If is a n acute angle and tanx=3 4 evaluate cosx-sinx cosx+sinx
Oh, I see we're dealing with a trigonometry question here. Well, let's bring out the clownish math skills!
Since tan(x) = 3/4, we can use the Pythagorean identity to find the values of sin(x) and cos(x).
First, we'll let's call the adjacent side A and the opposite side O. We know that tan(x) = O/A = 3/4. So, let's assign A = 4 and O = 3.
Next, using the Pythagorean theorem, we can find the hypotenuse H:
H^2 = A^2 + O^2
H^2 = 4^2 + 3^2
H^2 = 16 + 9
H^2 = 25
H = 5
Now that we have the values for the sides of the right triangle, we can evaluate cos(x) and sin(x).
cos(x) = A/H = 4/5 and sin(x) = O/H = 3/5.

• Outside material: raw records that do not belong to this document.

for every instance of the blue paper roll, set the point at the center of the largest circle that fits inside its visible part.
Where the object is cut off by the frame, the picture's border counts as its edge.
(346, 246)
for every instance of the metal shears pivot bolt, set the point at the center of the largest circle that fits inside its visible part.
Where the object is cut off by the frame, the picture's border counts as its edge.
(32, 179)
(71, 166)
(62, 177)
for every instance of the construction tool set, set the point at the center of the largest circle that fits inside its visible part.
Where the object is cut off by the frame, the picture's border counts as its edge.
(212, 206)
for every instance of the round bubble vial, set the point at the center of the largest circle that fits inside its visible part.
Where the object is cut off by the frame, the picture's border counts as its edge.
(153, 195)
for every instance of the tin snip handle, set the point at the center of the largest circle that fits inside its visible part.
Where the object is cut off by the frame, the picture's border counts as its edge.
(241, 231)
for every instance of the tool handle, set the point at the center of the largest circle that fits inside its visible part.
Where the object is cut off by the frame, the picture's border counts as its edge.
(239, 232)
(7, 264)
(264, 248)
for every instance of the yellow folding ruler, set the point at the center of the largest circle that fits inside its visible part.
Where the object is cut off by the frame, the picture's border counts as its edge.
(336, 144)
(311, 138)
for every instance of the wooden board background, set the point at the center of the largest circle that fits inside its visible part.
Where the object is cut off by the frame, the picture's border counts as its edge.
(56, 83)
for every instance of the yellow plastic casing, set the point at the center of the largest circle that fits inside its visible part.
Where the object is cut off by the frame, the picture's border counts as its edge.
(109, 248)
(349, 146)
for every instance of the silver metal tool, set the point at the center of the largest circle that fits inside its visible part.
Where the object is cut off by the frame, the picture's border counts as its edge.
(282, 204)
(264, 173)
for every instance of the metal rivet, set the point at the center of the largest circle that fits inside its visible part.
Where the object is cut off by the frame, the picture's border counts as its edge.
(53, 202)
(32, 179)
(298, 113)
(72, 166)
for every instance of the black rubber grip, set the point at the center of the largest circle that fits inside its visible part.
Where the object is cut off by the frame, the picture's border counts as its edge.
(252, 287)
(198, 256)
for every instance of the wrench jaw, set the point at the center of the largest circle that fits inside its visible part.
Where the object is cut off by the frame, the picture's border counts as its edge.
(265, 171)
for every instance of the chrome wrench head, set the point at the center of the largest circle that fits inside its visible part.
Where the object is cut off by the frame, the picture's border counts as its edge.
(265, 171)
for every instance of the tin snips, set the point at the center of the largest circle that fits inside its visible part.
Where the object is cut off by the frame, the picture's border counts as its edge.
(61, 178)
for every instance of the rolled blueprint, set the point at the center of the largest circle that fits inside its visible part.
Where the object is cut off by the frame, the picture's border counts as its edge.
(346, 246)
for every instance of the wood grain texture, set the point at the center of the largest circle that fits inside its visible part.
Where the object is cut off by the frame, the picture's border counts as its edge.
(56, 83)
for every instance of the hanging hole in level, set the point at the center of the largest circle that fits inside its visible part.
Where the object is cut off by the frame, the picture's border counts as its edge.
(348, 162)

Finally, let's substitute these values into the expressions cos(x) - sin(x) and cos(x) + sin(x):
cos(x) - sin(x) = (4/5) - (3/5) = 1/5
cos(x) + sin(x) = (4/5) + (3/5) = 7/5
So, the values of cos(x) - sin(x) and cos(x) + sin(x) are 1/5 and 7/5 respectively. Now, that's math with a hint of clownish humor!